What Is a Reranker?
A reranker is the model that re-scores retrieved passages for a specific query, weighing relevance, authority, and freshness to pick the few an AI engine actually uses. It is where citations are won or lost.
A reranker is the model that re-scores retrieved passages for a specific query — weighing relevance, authority, and freshness — to choose the few that an AI engine will actually use and cite. Retrieval gets your passage into the room; the reranker decides whether it wins. It is the single stage where most citations are won or lost.
What does a reranker do in the pipeline?
A reranker sits between retrieval and generation, taking the candidate passages that initial retrieval found and putting them in the right order for the specific query. Retrieval is fast and broad — it uses embedding similarity to pull dozens or hundreds of plausibly relevant passages. But "similar in meaning" isn't the same as "best answer to this exact question," so a reranker takes a closer, more expensive look at each candidate and re-scores it. Only the top few survive into the context window and inform the answer.
This two-pass design — cheap recall, then precise ranking — is how modern retrieval balances speed against quality, and it's the heart of how AI engines choose what to cite.
How is reranking different from retrieval?
Reranking differs from retrieval in goal and cost: retrieval maximizes recall cheaply; reranking maximizes precision at higher cost. Retrieval asks "what might be relevant?" and errs toward including too much. Reranking asks "of these, which actually answer the question best?" and ruthlessly narrows the set.
Why two passes beat one
Pure vector similarity can rank a passage highly because it's broadly on-topic, even if it never answers the question. The reranker catches this — promoting the passage that resolves the query and demoting the one that merely mentions it. That correction is why a lower-retrieved page can still be the one that gets cited.
What signals does a reranker weigh?
A reranker weighs three signals above all: relevance, authority, and freshness. These are the same factors that decide every AI citation, which is why the reranker is the most important stage for AEO.
- 1
Relevance
Does the passage directly and completely answer this specific query, ideally in its opening sentence? Partial or tangential answers lose.
- 2
Authority
Is the source trusted? Off-site reputation and brand mentions feed this — engines prefer sources the wider web vouches for.
- 3
Freshness
For time-sensitive queries, recency is reweighted. A current passage beats a stale one even if the stale one is otherwise strong.

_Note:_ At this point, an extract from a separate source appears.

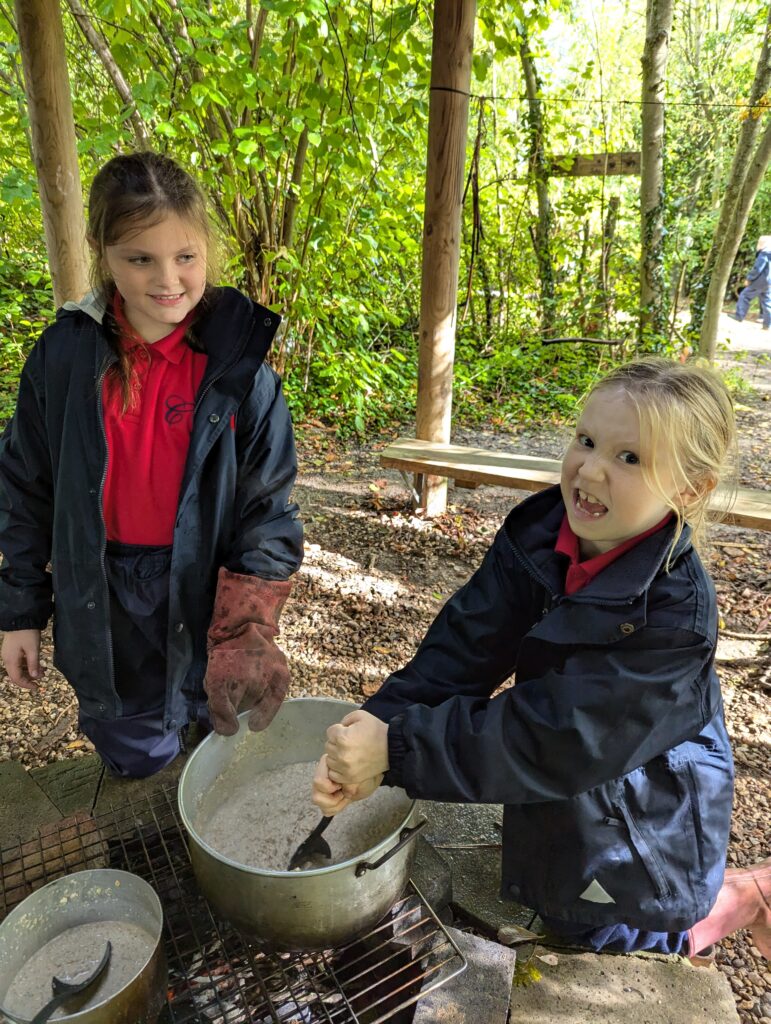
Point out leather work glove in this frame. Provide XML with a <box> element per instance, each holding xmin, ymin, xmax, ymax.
<box><xmin>204</xmin><ymin>567</ymin><xmax>292</xmax><ymax>736</ymax></box>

These map directly to pillars of The AEO Canon: extractability for relevance, authority for trust, and freshness for recency. Research on how to segment documents into well-formed, answerable passages — like "Passage Segmentation of Documents for Extractive Question Answering" (arXiv 2501.09940) — underlines how much the shape of a passage affects whether it scores well.
How do you get your content past the reranker?
You get past the reranker by being the clearly best, most credible answer to the exact question — not merely on-topic. In practice that means: lead with a complete answer in the first sentence, make the passage self-contained, support the claim with an inline statistic or named source, keep it current, and build the off-site authority that marks your source as trustworthy. The reranker is, in effect, a machine that rewards genuinely excellent answers — which is the whole premise of what is AEO.
See the stage before it in what are embeddings, the full flow in what is RAG, and what the surviving passages are used for in what is grounding.
Frequently asked questions
- What does a reranker do?
- A reranker takes the candidate passages returned by initial retrieval and re-scores them for the exact query, ordering them by how well they actually answer it. Retrieval casts a wide, fast net by vector similarity; the reranker is the slower, smarter second pass that decides which few passages an engine will use and cite.
- How is reranking different from retrieval?
- Retrieval is recall-oriented — it quickly finds many plausibly relevant passages using embedding similarity. Reranking is precision-oriented — it carefully compares each candidate against the query and re-orders them, often catching the best answer that pure similarity ranked lower. Together they balance speed and accuracy.
- What signals does a reranker weigh?
- Primarily relevance (does this passage directly and completely answer the query?), authority (is the source trustworthy?), and freshness (is it current, when the query is time-sensitive?). These are the same signals that determine which sources an AI answer engine cites.
- How do I get my content past the reranker?
- Answer the question completely in a self-contained opening sentence, back it with inline evidence, keep it current, and build off-site authority so the source is trusted. The reranker rewards passages that are clearly the best, most credible answer to the specific query.